The UN Sustainable Development Goals

The United Nations Agenda for Sustainable Development constitutes a highly ambitious effort of the international community to formulate goals for sustainable development and to implement them globally. Adopted by all 193 UN member states on 25 September 2015 in New York, the Agenda represents “a plan of action for people, planet and prosperity.“ It aims “to free the human race from the tyranny of poverty and want and to heal and secure our planet.“ In order to achieve this goal, the Agenda’s ambitious claim is to “transform[…] our world“, as reflected by seventeen Sustainable Development Goals (SDGs). Each goal is accompanied by a set of targets and respective indicators for measuring its progress. This requires collection of comprehensive quantities of data in all relevant fields – through a process which the UN has labelled as “data revolution“.

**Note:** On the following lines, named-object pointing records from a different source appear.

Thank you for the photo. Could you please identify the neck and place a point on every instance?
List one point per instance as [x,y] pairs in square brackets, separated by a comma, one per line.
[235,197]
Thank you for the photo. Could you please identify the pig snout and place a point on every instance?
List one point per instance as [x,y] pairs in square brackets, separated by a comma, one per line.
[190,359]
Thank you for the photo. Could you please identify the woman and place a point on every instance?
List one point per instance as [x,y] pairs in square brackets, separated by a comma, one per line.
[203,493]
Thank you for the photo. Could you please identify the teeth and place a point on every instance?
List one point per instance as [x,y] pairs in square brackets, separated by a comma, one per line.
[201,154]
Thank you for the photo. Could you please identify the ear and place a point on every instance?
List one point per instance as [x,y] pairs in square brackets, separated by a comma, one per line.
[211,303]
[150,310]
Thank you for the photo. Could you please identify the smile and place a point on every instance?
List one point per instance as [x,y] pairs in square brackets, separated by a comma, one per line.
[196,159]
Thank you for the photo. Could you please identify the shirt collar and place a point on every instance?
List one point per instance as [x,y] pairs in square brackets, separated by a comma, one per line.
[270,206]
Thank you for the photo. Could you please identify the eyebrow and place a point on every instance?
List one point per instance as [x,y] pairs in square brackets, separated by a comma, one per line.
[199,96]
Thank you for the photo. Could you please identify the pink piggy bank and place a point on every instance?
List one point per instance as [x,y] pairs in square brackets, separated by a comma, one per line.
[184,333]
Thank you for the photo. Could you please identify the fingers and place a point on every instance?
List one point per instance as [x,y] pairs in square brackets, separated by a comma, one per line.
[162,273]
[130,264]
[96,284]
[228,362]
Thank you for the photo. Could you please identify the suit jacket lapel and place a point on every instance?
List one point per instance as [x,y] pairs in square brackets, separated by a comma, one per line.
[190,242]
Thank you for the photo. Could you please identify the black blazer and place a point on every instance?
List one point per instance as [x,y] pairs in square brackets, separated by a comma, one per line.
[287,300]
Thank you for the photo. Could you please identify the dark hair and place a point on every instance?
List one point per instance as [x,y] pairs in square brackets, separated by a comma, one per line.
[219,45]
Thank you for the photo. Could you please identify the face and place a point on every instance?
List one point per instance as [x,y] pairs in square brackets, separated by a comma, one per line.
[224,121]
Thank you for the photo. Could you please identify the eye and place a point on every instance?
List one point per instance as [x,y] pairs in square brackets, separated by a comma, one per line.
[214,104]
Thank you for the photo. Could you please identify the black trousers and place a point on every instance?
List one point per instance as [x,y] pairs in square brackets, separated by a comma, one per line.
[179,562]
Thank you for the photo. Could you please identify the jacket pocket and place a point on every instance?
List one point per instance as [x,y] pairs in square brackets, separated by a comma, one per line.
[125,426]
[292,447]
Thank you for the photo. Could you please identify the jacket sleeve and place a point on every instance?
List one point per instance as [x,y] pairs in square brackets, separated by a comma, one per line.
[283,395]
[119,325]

Indicators of sustainability: “Governing by numbers“

The SDGs refer back to the Millennium Development Goals (MDGs)    adopted in 2000 while going beyond them in several ways. They address all states equally, put an emphasis on sustainability in many fields of action and promote the use of indicators as their most important tool. The establishment of social and political priorities (goals), time-bound, quantifiable outcomes as yardsticks for the actual performance (targets), and measuring instruments to monitor progress (indicators) represents a major advancement. Rather than just being used to formulate desirable outcomes, goal-setting and quantification have themselves become essential tools of implementation. These techniques are hence elevated from mere processes of elaboration towards the decisive methodology. This turn towards goal-setting as predominant governance technique comes with a number of expectations: Changing qualitative goal imaginations to quantifiable units serves to guarantee accountability and transparency. Into the bargain, there is a suggestion that numeric verifiability will raise their enforceability (“governing by numbers“). Within politics and society, indicators are expected to be central tools to effectuate necessary transformation. Up to this date there is, however, no sufficient evidence that indicators, their respective data bases, and effective solutions of conflicts at the local level are actually linked to each other.

India and beyond

The increasing severity of the Indian water crisis (40 per cent of Indian households are expected to be without access to drinking water in 2030) is contrasted by strong environmental justice movements with a long-standing tradition, an innovative environmental judiciary (the National Green Tribunal (NGT)   ), and the National Institution for Reforming India (NITI Aayog   ), which is entrusted with the implementation of the SDGs. All of that makes this South-Asian country a suitable place for our investigations. This is further emphasized by both the leading role India played in formulating the SDGs and by its geopolitical position as such. Demographical research estimates that in 2025 India will have bypassed China as the most highly populated country in the world. It is therefore unconceivable that the SDGs will be attained globally without being successful in India. We intend to expand our research by comparing India to other countries, e.g. Australia that established an independent environmental judiciary as early as 1980 and whose Land and Environment Court of New South Wales has been acknowledged as one of best-organized environment courts in the world. In addition, we plan to include New Zealand with its innovative Environmental Court that facilitates a pronounced and far-reaching environmental jurisprudence.